Stupisce anche Simoni. Inventarsela così grossa, non è facile. Simoni corre da una vita. Ha vinto due giri, è salito sette volte sul podio. E' uno che taglia le parole con l'accetta, ma schietto, leale. Forse, per dare una spiegazione, ammesso che ci sia, bisogna tornare al punto di partenza. Cioè che quest'ultima settimana di massacro, con troppe montagne per una corsa già saldamente in mano alla maglia rosa, abbia fatto saltare le centraline nervose. Che una parola non capita, che un piccolo sgarbo, abbia fatto esplodere il grumo della fatica.

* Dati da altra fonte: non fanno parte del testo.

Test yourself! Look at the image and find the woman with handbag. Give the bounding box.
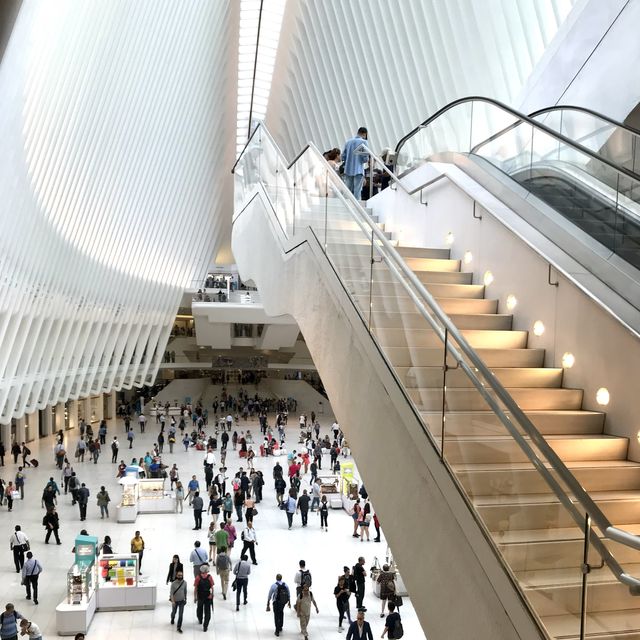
[376,564,396,617]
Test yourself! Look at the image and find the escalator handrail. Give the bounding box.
[237,121,640,593]
[393,96,640,186]
[530,104,640,138]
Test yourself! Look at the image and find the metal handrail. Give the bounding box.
[530,105,640,138]
[236,122,640,593]
[393,96,640,185]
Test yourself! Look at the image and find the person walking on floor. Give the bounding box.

La polemica, comunque, ha aggiunto pathos a un Giro che ha avuto un unico difetto: la sproporzione tra il gigante (Ivan Basso) e i suoi rivali. Fin dall'inizio infatti il quadro era chiaro. Restavano i dettagli, ma appunto dei dettagli. Superiore a cronometro, e anche sulle montagne, Ivan doveva solo vincere l'ultima sfida: quella con se stesso, emanciparsi dal ruolo di eterno secondo cresciuto alle spalle di Lance Armstrong. Per tutto l'anno, spinto dal suo sergente di ferro, il danese Riis, Basso ha lavorato per arrivare al top a questo appuntamento. Training di sopravvivenza, prove di coraggio, ginnastica da marines, la galleria del vento per migliorare la posizione a cronometro. Ivan, lavorando sui dettagli, su un legno pregiato, è diventato una quercia. Lo si paragona a tanti campioni, ma si sbaglia. Somiglia a Indurain ma è più leggero del navarro ed attacca anche in salita. Di Armostrong , il varesino ha la stessa cocciutaggine, la stessa fredda tenacia. Lo si accusava, rispetto all'americano, di essere troppo buono. Ebbene, dopo la tappa del Mortirolo, nessuno lo dirà più.